All of the answers so far talk about the harmonic content/timbre, but there is another very important concept that you have to keep in mind. The concept is touched on, but not explicitly. So I wanted to expand on that.

The 'Envelope' is vastly different between the two instruments

Envelope refers to the dynamics (amplitude) at specific times. Components of the envelope include (but are not limited to):

Attack - the time for initial increase from nil to the designated (or preset) level, beginning when the key is first pressed.

Decay - the time it takes for the attack level to drop to the sustain level.

Sustain - the level that the sound will remain at for as long as the note is held (key held down or continued blowing).

Release - the time that it takes for the level to drop to zero after releasing the note.

This is the standard ADSR model, but you can also use loops and whatnot, but that's more relevant to the digital realm than modeling.

So anyway, regarding your specific instruments:

Flute - This is a woodwind, which means that there is slightly slower (than piano) Attack as you build your breathing to full strength. There is usually a peak level right there, then Decay is fairly quick. The Sustain goes at a constant level for as long as you want (depending on skill and lung capacity). Then there is a very quick release once you stop blowing.

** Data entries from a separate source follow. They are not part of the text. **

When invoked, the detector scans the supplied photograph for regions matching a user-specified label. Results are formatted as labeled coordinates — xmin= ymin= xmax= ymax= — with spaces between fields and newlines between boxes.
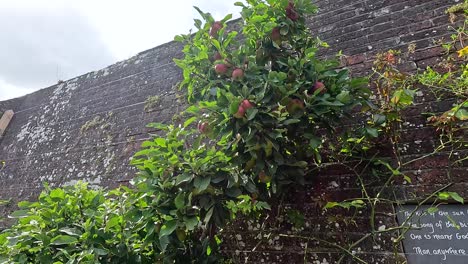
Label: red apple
xmin=241 ymin=99 xmax=254 ymax=110
xmin=234 ymin=105 xmax=246 ymax=119
xmin=271 ymin=27 xmax=281 ymax=42
xmin=287 ymin=98 xmax=305 ymax=113
xmin=210 ymin=21 xmax=223 ymax=37
xmin=214 ymin=64 xmax=228 ymax=75
xmin=232 ymin=68 xmax=244 ymax=81
xmin=311 ymin=81 xmax=326 ymax=94
xmin=197 ymin=122 xmax=210 ymax=134
xmin=286 ymin=2 xmax=299 ymax=21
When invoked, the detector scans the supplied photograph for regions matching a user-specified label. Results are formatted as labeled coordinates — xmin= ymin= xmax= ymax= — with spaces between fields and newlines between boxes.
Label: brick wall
xmin=0 ymin=0 xmax=465 ymax=262
xmin=0 ymin=42 xmax=186 ymax=222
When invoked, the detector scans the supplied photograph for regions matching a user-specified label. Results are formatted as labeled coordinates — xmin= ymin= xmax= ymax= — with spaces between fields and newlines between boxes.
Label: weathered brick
xmin=0 ymin=1 xmax=464 ymax=262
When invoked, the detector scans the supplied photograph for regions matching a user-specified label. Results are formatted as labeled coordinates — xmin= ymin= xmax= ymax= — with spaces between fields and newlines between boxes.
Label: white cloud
xmin=75 ymin=0 xmax=242 ymax=59
xmin=0 ymin=0 xmax=243 ymax=100
xmin=0 ymin=78 xmax=34 ymax=100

Piano - This is a percussive stringed instrument. There is a hammer that swings and strikes a string. So the Attack is almost immediate, and then you deal with decay and release only. If you hold the key, then you will get a longer decay which will eventually go to zero. If you let go of the key, you get a fairly quick release.

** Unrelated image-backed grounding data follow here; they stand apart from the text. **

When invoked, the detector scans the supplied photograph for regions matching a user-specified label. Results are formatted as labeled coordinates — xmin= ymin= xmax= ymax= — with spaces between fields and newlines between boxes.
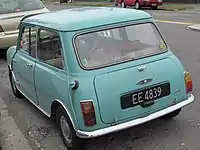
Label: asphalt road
xmin=1 ymin=4 xmax=200 ymax=150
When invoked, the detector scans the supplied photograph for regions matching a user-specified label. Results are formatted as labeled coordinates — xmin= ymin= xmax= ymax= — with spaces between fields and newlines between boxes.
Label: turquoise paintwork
xmin=23 ymin=7 xmax=151 ymax=31
xmin=6 ymin=7 xmax=193 ymax=135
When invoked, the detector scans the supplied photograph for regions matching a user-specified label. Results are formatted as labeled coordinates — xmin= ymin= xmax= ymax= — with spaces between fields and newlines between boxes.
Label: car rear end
xmin=0 ymin=0 xmax=49 ymax=49
xmin=71 ymin=20 xmax=194 ymax=138
xmin=141 ymin=0 xmax=163 ymax=7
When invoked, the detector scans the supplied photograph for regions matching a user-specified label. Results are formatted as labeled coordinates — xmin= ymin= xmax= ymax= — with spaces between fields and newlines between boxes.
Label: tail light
xmin=15 ymin=8 xmax=21 ymax=12
xmin=184 ymin=71 xmax=193 ymax=93
xmin=80 ymin=101 xmax=96 ymax=126
xmin=0 ymin=25 xmax=4 ymax=32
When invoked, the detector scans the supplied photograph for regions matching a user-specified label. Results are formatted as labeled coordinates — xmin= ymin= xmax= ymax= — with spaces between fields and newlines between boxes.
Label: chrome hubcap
xmin=135 ymin=2 xmax=139 ymax=9
xmin=121 ymin=2 xmax=124 ymax=7
xmin=60 ymin=116 xmax=72 ymax=143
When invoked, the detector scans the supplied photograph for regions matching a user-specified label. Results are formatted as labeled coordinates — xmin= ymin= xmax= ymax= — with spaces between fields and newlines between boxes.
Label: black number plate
xmin=120 ymin=82 xmax=170 ymax=109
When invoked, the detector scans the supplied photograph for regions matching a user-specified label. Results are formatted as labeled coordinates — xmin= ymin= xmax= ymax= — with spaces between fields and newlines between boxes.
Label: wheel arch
xmin=8 ymin=64 xmax=12 ymax=71
xmin=51 ymin=99 xmax=78 ymax=130
xmin=8 ymin=65 xmax=12 ymax=80
xmin=8 ymin=64 xmax=18 ymax=85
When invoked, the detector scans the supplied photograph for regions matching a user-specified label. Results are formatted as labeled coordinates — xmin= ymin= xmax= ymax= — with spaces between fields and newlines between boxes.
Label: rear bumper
xmin=76 ymin=94 xmax=194 ymax=139
xmin=142 ymin=1 xmax=163 ymax=6
xmin=0 ymin=33 xmax=18 ymax=49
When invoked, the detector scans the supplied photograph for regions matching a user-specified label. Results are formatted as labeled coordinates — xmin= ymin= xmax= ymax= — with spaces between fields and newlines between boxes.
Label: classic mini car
xmin=7 ymin=7 xmax=194 ymax=150
xmin=117 ymin=0 xmax=163 ymax=9
xmin=0 ymin=0 xmax=49 ymax=49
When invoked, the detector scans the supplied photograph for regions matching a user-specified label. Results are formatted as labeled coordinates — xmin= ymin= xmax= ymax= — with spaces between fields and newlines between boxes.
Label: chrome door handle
xmin=12 ymin=59 xmax=17 ymax=63
xmin=138 ymin=65 xmax=146 ymax=72
xmin=26 ymin=63 xmax=33 ymax=67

Using Massive or Reaktor, I like to play around by making a sound, and only changing the ADSR settings. Using the same oscillators and filters, you can greatly change the sound. You could make a square wave (which would be similar to a flute) but if you don't have the right Envelope, you'll never get it to sound right.

  • 1
    Technically, timbre includes the envelopes, transients, and noises. The spectrum does not include those other elements, only the amplitudes of the different harmonics. An I mportant element of instrument recognition not discussed here is the noise content. Specifically, flute features distinctive breath and wind noise, while piano has a whole constellation of noises, including hammer noises, upper and lower key noises, and possibly pedal noises and other odds and ends. Commented Oct 18, 2017 at 4:19
  • You're absolutely right, forgot about that. I still think a breakdown of the envelope may help the OP understand though. As for noise, on of the more fun projects in school was creating completely digital sounds, then recording the instrument noises and layering them in to make our own samples. It really made me appreciate the work that had to be put into (for example) Kontakt.
    – user22688
    Commented Oct 19, 2017 at 19:35

A way to understand timbre and differences between instruments is to interpret harmonics by casting an eye on their spectrograms: flute and piano spectrogram The flute has some tremolo visible on the high-end sustained harmonics that look consistent throughout the sample.

Piano, on the other hand, has gradient like harmonics fading towards the higher ones. Also the wavefile has a shorter release time than the flute one.